Ce genre de situation relève plus de la chance que d’une compétence avérée en prédiction des marchés. Et comme nous l’avons vu plus haut, les professionnels sont très loin de pouvoir délivrer une performance ou des conseils susceptibles de battre le marché.

La solution ? Investir dans le marché. Les trackers d’indices visent à reproduire la performance des marchés boursiers en détenant les actions des entreprises qui le composent. Si une entreprise venait à faire faillite, elle sortirait de l’indice boursier et serait alors automatiquement remplacée par une autre.

Investir dans un indice offre donc une protection par la diversification, et l’assurance de battre 95% des gérants de fonds. Tout cela sans avoir besoin de connaissances spécifiques, ni de se demander quelle action choisir. D’ailleurs, plusieurs grandes figures de l’investissement recommandent aux particuliers d’investir dans des fonds indiciels, pour leur rendement élevé, leurs faibles coûts et leur simplicité.

Attention, je ne dis pas qu’une stratégie globale doit reposer uniquement sur l’achat d’un tracker en actions reproduisant l’indice du CAC40. Même en possédant un grand nombre d’actions, le risque serait quand même avéré lors des crises économiques pendant lesquelles la majorité des actions chutent en même temps.

Savoir maîtriser son risque constitue le fondement de tout investissement. Les connaissances financières requises pour investir sur des trackers sont proches de zéro. Néanmoins, il reste nécessaire de comprendre l’allocation d’actifs. Savoir évaluer sa propre tolérance au risque est aussi indispensable, mais c’est un autre sujet.

Conclusion : L’investissement en bourse n’est pas seulement réservé aux traders ou aux agrégés en finance des marchés.

Aller plus loin et dépasser les mythes de l’investissement

J’espère que cet article vous aura permis d’y voir plus clair, mais aussi de faire le tri concernant certaines grandes idées reçues.

Ces 3 mythes de l’investissement ont peut-être constitué pour vous des barrières invisibles, des croyances vous empêchant d’agir. Quelles actions souhaiteriez-vous mettre en place maintenant que vous avez fait sauter certaines limites dans votre esprit ?

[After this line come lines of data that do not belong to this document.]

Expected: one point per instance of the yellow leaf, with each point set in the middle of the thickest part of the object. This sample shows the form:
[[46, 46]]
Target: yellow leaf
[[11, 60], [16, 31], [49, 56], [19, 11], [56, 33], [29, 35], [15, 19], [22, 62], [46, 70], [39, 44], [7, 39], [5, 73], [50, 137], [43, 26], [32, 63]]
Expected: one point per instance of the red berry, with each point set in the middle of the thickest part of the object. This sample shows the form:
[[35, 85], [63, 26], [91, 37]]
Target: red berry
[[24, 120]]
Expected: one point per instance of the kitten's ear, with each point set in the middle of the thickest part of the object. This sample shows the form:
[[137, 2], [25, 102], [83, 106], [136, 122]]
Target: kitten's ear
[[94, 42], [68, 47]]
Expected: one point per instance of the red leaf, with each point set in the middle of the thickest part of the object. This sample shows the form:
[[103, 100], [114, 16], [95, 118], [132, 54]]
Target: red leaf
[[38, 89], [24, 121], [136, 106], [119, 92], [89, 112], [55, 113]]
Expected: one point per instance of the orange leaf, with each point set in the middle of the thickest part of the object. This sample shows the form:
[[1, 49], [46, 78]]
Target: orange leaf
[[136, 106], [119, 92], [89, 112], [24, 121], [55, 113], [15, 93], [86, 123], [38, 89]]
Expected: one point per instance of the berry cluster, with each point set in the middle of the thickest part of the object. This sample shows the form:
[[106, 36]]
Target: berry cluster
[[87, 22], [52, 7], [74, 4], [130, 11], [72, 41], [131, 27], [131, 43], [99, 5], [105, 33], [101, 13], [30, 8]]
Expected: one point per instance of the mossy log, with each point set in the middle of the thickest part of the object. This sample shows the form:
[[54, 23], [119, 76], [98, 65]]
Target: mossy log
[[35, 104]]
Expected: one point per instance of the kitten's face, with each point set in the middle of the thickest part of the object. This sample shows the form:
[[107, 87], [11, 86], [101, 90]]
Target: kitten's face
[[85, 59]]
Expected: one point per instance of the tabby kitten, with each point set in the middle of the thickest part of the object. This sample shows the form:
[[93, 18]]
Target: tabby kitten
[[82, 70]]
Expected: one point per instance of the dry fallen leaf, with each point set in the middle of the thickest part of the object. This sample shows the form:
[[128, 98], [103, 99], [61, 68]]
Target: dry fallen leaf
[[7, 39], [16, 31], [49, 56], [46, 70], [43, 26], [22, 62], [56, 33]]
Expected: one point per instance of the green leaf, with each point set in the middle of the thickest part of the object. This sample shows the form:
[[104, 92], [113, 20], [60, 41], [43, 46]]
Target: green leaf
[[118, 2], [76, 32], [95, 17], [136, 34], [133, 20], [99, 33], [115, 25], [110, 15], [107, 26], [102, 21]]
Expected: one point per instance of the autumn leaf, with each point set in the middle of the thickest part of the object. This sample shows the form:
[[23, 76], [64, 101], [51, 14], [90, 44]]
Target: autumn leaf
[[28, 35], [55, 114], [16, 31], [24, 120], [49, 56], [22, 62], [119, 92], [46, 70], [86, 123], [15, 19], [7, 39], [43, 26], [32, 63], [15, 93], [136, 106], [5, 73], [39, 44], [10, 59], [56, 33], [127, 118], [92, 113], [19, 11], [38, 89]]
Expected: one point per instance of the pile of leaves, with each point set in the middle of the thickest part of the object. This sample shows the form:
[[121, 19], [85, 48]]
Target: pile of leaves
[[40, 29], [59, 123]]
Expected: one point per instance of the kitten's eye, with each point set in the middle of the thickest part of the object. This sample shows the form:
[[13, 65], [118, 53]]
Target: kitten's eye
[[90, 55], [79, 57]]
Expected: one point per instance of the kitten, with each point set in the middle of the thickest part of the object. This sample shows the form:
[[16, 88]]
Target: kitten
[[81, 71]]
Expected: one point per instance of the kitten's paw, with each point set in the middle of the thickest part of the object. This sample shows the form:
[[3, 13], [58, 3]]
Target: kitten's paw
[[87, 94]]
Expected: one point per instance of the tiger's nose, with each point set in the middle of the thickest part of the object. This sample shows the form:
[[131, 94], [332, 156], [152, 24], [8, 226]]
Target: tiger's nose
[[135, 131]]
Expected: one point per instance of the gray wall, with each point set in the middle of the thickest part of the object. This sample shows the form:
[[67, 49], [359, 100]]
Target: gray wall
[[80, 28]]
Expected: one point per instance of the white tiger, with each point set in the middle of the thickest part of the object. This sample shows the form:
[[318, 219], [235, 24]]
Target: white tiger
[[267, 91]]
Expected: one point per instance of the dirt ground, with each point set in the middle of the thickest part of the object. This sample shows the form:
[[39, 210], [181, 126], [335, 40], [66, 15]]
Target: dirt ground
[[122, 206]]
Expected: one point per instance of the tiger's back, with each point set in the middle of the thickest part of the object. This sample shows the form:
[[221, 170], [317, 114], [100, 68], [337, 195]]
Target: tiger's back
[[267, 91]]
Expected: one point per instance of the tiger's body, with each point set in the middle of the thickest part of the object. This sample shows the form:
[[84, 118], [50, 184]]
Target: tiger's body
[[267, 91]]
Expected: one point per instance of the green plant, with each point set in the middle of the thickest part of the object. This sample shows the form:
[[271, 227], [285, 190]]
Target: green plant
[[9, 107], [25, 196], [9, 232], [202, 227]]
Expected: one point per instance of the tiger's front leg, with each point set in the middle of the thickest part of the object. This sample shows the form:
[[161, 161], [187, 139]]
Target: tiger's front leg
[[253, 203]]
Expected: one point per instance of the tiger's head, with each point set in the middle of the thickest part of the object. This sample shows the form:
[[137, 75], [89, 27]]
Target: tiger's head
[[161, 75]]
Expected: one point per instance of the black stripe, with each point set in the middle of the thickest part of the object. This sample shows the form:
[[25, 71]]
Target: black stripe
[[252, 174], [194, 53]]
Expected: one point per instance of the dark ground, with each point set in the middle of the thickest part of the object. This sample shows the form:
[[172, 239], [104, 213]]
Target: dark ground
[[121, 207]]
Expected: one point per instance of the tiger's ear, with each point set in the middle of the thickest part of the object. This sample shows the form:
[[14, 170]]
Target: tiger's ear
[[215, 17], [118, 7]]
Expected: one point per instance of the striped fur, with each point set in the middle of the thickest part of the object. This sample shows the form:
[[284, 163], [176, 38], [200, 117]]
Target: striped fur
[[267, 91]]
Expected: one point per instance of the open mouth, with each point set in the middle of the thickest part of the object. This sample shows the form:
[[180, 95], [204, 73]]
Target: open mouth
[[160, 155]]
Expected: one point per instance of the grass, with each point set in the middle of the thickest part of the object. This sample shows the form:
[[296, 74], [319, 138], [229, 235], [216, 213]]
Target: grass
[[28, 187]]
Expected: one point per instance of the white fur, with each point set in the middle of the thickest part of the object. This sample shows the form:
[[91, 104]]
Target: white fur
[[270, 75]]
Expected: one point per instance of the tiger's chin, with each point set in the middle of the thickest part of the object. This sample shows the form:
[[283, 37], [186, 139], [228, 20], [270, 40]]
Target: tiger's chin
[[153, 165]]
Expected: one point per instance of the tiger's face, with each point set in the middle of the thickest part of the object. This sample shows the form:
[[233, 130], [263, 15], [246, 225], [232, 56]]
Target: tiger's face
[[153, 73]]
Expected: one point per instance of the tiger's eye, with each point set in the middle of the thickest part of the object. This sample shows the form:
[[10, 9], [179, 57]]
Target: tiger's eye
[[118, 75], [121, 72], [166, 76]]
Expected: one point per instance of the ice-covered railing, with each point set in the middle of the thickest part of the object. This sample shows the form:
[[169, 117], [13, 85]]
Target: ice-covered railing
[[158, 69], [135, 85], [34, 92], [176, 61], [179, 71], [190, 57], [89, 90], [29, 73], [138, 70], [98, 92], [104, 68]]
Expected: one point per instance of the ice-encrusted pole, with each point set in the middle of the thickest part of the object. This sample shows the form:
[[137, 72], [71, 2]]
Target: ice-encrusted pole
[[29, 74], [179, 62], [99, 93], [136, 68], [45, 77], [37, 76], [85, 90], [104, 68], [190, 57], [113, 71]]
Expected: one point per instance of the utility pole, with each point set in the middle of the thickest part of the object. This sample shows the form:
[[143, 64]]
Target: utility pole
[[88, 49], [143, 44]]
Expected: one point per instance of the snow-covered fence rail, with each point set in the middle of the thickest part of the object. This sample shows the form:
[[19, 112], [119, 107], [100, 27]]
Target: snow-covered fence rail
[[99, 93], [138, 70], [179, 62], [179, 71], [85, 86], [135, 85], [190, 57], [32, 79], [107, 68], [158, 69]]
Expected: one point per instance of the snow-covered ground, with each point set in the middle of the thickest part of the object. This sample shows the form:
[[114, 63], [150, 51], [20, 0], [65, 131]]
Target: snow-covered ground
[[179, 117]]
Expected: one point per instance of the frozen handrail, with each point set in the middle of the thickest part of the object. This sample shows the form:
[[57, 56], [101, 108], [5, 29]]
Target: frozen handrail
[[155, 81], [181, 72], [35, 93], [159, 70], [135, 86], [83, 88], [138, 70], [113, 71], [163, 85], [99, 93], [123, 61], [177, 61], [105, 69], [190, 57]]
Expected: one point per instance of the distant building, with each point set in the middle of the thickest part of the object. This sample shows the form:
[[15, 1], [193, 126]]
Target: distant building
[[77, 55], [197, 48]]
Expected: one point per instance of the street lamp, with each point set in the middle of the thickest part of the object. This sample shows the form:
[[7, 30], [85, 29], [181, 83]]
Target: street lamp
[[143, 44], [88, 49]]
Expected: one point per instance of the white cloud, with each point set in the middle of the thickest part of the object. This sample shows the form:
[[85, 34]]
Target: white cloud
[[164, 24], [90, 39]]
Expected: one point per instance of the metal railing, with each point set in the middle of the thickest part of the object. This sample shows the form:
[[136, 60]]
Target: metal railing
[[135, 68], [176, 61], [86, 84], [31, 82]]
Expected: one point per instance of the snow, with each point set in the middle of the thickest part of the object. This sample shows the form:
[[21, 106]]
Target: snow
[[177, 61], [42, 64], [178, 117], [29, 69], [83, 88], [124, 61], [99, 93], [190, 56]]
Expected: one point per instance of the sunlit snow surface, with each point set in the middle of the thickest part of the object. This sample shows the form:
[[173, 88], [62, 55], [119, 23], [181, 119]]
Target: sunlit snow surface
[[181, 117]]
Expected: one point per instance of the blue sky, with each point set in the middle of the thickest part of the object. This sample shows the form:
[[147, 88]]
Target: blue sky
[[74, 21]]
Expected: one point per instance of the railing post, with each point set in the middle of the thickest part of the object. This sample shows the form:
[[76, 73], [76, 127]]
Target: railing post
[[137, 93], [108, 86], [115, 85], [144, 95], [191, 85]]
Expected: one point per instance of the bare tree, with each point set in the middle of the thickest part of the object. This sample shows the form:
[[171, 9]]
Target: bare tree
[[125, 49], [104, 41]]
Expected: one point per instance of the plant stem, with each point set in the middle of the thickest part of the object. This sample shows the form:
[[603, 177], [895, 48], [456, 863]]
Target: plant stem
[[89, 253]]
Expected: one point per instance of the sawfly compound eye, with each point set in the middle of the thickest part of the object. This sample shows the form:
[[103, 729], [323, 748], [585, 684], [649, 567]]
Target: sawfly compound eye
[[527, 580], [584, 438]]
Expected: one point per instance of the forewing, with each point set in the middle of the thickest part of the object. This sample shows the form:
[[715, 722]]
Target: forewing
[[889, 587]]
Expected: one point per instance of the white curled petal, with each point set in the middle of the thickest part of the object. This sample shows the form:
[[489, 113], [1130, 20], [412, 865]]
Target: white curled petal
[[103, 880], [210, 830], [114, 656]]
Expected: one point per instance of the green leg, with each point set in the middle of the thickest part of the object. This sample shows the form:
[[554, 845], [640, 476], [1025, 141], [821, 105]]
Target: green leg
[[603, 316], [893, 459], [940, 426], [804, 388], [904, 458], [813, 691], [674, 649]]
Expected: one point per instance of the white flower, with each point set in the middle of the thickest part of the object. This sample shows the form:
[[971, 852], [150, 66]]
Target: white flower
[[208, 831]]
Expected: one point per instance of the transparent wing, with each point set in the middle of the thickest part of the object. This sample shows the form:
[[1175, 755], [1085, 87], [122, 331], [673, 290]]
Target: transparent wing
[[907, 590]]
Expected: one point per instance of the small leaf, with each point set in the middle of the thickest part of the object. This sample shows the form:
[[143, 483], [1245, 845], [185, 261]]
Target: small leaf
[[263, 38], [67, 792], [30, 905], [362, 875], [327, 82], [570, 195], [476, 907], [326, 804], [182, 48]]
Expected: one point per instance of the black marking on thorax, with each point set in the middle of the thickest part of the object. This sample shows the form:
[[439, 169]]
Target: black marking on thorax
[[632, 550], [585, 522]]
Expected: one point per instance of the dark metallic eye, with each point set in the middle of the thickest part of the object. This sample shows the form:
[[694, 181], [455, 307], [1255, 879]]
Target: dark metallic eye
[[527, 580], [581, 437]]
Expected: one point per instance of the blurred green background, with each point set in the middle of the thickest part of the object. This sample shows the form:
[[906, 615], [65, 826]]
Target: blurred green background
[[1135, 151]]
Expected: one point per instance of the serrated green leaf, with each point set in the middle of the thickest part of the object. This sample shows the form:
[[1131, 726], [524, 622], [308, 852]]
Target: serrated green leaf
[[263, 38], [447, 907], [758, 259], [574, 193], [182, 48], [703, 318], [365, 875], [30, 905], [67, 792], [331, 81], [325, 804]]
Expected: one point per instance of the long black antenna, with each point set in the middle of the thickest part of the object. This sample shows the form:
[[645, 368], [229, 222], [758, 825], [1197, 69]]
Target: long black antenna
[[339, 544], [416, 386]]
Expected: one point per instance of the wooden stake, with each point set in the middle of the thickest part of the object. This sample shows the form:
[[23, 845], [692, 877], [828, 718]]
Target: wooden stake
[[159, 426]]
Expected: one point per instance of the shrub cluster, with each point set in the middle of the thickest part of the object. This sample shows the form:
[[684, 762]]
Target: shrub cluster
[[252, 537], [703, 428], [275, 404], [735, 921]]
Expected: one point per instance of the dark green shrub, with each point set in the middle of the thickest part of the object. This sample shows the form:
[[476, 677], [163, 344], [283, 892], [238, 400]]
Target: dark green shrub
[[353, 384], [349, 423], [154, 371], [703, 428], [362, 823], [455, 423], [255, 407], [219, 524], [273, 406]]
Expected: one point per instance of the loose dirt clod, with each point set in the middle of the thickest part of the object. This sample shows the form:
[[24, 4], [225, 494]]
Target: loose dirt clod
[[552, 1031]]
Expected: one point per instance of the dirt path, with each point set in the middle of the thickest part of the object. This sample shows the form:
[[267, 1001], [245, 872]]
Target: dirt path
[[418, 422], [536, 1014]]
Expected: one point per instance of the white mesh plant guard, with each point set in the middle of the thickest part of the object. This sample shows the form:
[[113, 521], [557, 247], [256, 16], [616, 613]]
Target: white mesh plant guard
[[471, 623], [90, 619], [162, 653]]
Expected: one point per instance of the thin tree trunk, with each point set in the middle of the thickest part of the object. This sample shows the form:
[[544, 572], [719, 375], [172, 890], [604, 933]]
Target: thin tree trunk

Partagez votre avis dans les commentaires ! 🙂

2 commentaires sur “Les 3 grands mythes de l’investissement en bourse

  1. Je suis totalement d’accord avec ton article. Particulièrement le fait qu’un investisseur doit s’éloigner du risque. Il doit rechercher les opportunités dans l’incertitude qui peut entourer certains actifs mais prendre le moins de risque possible. C’est la combinaison incertitude++/risque– qui est pour moi la meilleure stratégie. Pour Monish Pabrai, investir de cette manière c’est comme obtenir gratuitement un ticket de loterie : on n’a rien à perdre et tout à gagner. Merci pour ton article !

    1. Merci pour ton retour,

      Souvent on parle de la recherche d’un rendement/risque asymétrique, où le rendement espéré dépasse le risque en terme de probabilité. Et statistiquement, quand on a les probabilités de son côté, on sera toujours gagnant à long terme, même en se trompant et en perdant à court terme.